Freedom International Launches FIRSTLINE to Revolutionise Dubai’s Dining Loyalty Scene

5 min
Freedom International Group launches FIRSTLINE in Dubai with a $10m investment.
The platform links “guest influence” to real visits and measurable revenue.
VIP Credits and “Royalties” reward spend and social impact within a closed loop.
Integrated with SevenRooms, it plugs in without disrupting day-to-day service.
Targeting 20–25 premium venues, its real test will be repeat visits.
Dubai’s dining scene never really slows down, does it? Now it has a new player trying to reshape how restaurants think about growth.
Freedom International Group has launched FIRSTLINE in the UAE, starting in Dubai, with a pretty ambitious promise: to turn guest influence into measurable revenue for high-end hospitality venues. Backed by an investment commitment of up to $10 million (around AED 36.7 million), the platform is positioning itself as a performance-based layer that links marketing, loyalty and actual spend, rather than leaving them floating around in separate silos.
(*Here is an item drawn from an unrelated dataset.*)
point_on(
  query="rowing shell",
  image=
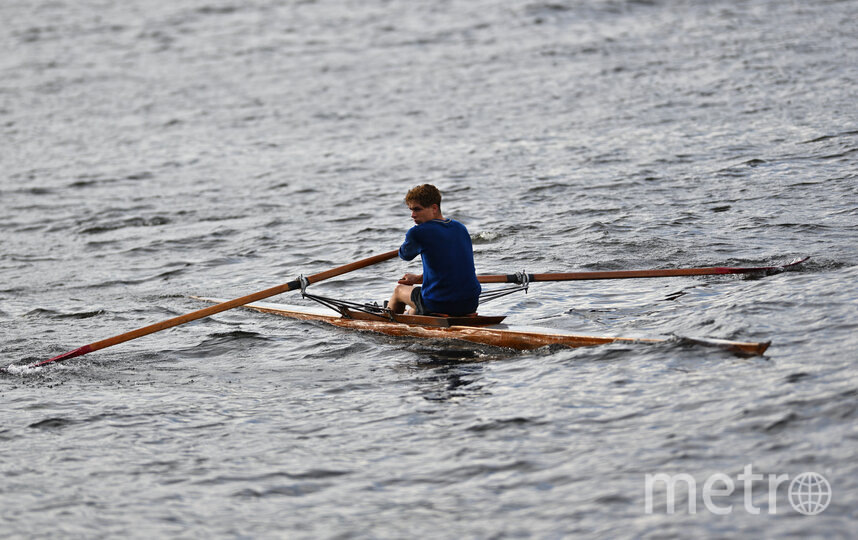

At its core, FIRSTLINE is designed for premium restaurants that are feeling the pinch of rising customer acquisition costs and what many operators see as increasingly hit-and-miss influencer marketing. Let’s be honest, for many venues, paying hefty sums for posts that are hard to measure can feel like a bit of a faff. FIRSTLINE’s answer is to connect rewards and visibility directly to real visits and real spending.
The platform sits on top of a venue’s existing systems and creates what it describes as a closed-loop ecosystem. In simple terms, guests earn rewards tied to their spending and social influence, and those rewards are recycled back into the venue. Loyalty is funded through existing revenue allocation, and when credits are redeemed, they return as revenue rather than draining cash out of the business. It’s meant to be self-sustaining, at least in theory.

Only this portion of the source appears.